In 1971, Strong commissioned a report on the state of the planet, “Only One Earth: The Care and Maintenance of a Small Planet” co-authored by Barbara Ward and Rene Dubos. The report summarized the findings of 152 leading experts from 58 countries in preparation for the first UN meeting on the environment, held in Stockholm in 1972. This was the world’s first “state of the environment” report.
The Stockholm Conference established the environment as part of an international development agenda. It led to the establishment by the UN General Assembly in December 1972 of the United Nations Environment Programme (UNEP), with headquarters in Nairobi, Kenya, and the election of Strong to head it.
UNEP was the first UN agency to be headquartered in a developing country.
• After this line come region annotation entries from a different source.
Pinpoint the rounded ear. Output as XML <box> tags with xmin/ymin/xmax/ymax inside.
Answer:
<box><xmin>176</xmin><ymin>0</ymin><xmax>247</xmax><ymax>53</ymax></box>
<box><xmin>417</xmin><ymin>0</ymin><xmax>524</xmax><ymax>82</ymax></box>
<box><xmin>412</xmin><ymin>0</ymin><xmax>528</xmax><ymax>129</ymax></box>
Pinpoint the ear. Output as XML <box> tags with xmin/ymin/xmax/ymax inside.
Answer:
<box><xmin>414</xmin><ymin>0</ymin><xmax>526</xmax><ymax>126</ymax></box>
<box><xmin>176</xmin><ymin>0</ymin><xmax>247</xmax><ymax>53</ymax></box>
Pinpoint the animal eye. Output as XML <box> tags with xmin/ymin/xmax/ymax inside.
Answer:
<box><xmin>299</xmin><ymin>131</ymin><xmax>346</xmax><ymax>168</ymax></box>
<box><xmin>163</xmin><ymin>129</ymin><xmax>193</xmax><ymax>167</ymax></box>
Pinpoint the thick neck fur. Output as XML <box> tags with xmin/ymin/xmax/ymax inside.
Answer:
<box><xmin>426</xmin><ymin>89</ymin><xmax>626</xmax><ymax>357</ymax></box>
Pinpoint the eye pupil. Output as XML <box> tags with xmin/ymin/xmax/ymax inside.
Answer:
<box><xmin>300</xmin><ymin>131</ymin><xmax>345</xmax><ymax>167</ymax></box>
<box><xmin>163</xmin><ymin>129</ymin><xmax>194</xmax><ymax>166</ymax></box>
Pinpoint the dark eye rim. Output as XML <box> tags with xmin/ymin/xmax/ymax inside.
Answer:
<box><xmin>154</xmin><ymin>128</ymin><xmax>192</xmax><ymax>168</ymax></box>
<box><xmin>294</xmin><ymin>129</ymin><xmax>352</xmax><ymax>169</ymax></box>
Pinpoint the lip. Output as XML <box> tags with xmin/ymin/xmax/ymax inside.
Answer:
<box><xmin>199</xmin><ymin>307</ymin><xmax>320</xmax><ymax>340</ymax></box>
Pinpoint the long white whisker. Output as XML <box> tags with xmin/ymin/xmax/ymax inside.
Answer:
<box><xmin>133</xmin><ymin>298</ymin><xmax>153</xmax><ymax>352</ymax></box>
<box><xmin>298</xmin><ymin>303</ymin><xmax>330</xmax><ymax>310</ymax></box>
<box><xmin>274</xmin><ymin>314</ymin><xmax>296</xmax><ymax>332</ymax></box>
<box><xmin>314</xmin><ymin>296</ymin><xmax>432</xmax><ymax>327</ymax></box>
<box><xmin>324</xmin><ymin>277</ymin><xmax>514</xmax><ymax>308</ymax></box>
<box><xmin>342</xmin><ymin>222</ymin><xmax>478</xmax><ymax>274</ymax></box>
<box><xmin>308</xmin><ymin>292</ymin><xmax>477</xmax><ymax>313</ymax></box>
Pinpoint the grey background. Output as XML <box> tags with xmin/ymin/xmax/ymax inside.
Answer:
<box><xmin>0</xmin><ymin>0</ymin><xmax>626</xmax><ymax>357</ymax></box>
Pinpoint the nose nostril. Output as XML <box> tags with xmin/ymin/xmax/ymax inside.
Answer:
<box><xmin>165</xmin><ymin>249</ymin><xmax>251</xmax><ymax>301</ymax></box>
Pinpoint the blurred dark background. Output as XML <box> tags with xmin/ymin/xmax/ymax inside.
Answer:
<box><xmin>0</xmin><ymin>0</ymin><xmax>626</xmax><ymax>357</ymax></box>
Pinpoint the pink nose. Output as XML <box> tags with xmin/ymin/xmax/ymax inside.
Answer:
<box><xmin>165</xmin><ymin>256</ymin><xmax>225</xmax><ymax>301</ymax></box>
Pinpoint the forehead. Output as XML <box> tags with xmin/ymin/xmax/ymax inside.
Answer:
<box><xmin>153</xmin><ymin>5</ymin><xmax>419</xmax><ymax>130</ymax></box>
As head of UNEP, Strong convened the first international expert group meeting on climate change.
He returned to Canada to become chief executive officer of Petro-Canada from 1976 to 1978.
Strong headed Ontario Hydro, one of North America’s largest power utilities, was national president and chairman of the Extension Committee of the World Alliance of YMCAs, and headed American Water Development Incorporated.
Strong was one of the commissioners of the World Commission on Environment and Development, set up as an independent body by the United Nations in 1983. In its 1987 report “Our Common Future” this commission coined the term “sustainable development.”
He was recognized by the International Union for Conservation of Nature, IUCN, as a leader in the international environmental movement.
According to Strong, participants at the 1992 Rio Earth Summit adopted sound principles but did not make a commitment to action sufficient to prevent global environmental tragedy, committing to spend less than five percent of the $125 billion he felt was needed for environmental projects in developing nations.
After the Earth Summit, Strong continued to take a leading role in implementing the results of agreements at the Earth Summit through the establishment of the Earth Council, acting as co-chair of the Earth Charter Commission at the outset of the Earth Charter movement, chair of the World Resources Institute, and membership on the boards of the International Institute for Sustainable Development, the Stockholm Environment Institute, The Africa-America Institute, the Institute of Ecology in Indonesia, and the Beijer Institute of the Royal Swedish Academy of Sciences.
Strong was president of the Council of the University for Peace from 1998 to 2006.
Strong was a longtime foundation director of the World Economic Forum, a senior advisor to the president of the World Bank, a member of the International Advisory of Toyota Motor Corporation, the Advisory Council for the Center for International Development at Harvard University, the World Business Council for Sustainable Development, the IUCN, the World Wildlife Fund, Resources for the Future and the Eisenhower Fellowships.
His public service activities were carried out on a pro bono basis made possible by his business activities, which included the chairmanship of the International Advisory Group of CH2M Hill, Strovest Holdings, Technology Development Inc., Zenon Environmental, and most recently, Cosmos International and the China Carbon Corporation.
More recently Strong was an active honorary professor at Peking University and honorary chairman of its Environmental Foundation. He was chairman of the advisory board for the Institute for Research on Security and Sustainability for Northeast Asia.
Strong died on November 27, 2015 at age 86 in Ottawa, Ontario, Canada.